Biochemistry and Biophysics of Membranes Study Section (BBM) - BPNS and BBM share interest in the structure-function and computational studies of membranes and associated proteins and receptors; BPNS reviews applications with a neuroscience focus, whereas BBM reviews more of the non-neuroscience related structure-function applications
Molecular Neuropharmacology and Signaling (MNPS) – BPNS and MNPS share an interest in neuronal receptors and G proteins. MNPS reviews applications that emphasize the molecular neuropharmacology of receptors and G-proteins at more of a cellular or systems level. BPNS reviews applications focusing on the structure and function of receptors and G-proteins at the molecular and atomic structural level.
Drug Discovery for the Nervous System Study Section [DDNS] – BPNS reviews applications that emphasize the structure-function aspects of drug discovery, whereas DDNS reviews those that include medicinal chemistry, pharmacokinetics, and efficacy studies.

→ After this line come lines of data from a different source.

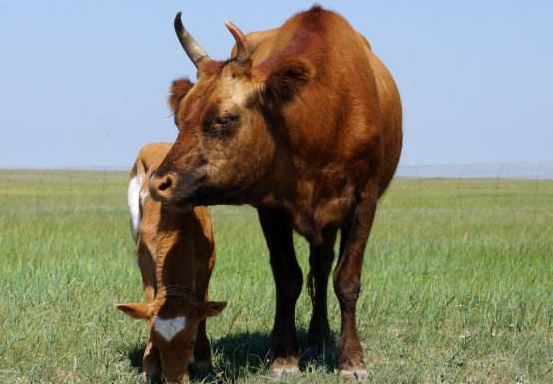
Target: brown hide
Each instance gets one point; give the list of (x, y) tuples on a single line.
[(305, 124), (176, 254)]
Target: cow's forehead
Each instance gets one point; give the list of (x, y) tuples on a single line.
[(169, 328)]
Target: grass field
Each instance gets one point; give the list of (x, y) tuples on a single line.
[(457, 284)]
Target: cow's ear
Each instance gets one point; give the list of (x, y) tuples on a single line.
[(137, 310), (211, 308), (286, 80), (179, 89)]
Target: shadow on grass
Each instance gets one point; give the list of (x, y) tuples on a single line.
[(250, 352), (238, 354)]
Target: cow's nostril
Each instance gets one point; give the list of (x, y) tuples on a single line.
[(165, 184)]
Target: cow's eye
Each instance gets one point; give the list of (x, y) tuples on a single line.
[(225, 121)]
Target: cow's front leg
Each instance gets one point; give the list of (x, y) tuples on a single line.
[(320, 260), (347, 276), (288, 281)]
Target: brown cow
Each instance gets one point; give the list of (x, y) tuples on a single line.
[(176, 254), (303, 123)]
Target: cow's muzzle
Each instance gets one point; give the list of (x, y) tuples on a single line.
[(163, 187)]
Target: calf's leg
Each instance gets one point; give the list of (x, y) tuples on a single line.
[(151, 364), (287, 274)]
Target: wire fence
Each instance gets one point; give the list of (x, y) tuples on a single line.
[(541, 170)]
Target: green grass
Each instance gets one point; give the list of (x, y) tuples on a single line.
[(457, 284)]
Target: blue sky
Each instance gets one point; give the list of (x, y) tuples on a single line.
[(84, 83)]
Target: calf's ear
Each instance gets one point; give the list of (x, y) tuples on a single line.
[(285, 81), (179, 89), (136, 310), (211, 308)]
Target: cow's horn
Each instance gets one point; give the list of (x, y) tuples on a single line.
[(243, 52), (194, 50)]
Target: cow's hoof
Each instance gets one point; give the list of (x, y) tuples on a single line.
[(351, 374), (282, 367)]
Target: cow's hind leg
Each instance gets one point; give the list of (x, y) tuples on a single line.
[(320, 260), (287, 274), (347, 276)]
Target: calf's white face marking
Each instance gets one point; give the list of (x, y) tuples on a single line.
[(168, 328), (133, 201)]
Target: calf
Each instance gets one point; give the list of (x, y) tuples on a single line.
[(176, 253)]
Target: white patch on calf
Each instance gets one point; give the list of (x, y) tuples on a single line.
[(143, 195), (133, 201), (168, 328)]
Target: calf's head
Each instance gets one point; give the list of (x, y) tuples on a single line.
[(174, 321), (228, 124)]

Molecular and Integrative Signal Transduction study section (MIST) - BPNS and MIST have shared interest in the structure-function studies of receptors, G proteins, calcium channel and signaling complexes. BPNS typically reviews applications with a neuroscience focus, whereas MIST reviews more of the non-neuroscience related structure-function applications.
Cellular and Molecular Biology of Neurodegeneration (CMND) BPNS and CMND have shared interest in proteins of neurodegeneration. CMND reviews applications that focus more on neurodegeneration at the cell or systems levels. BPNS reviews applications investigating the structure-function of proteins of neurodegeneration at the molecular and atomic structural level.
Biology of the Visual System (BVS) - BPNS and BVS share interest in phototransduction molecules. BVS reviews applications involving the phototransduction cascade. BPNS reviews applications addressing the structure/function of visual pigments and associated proteins and their biophysical properties.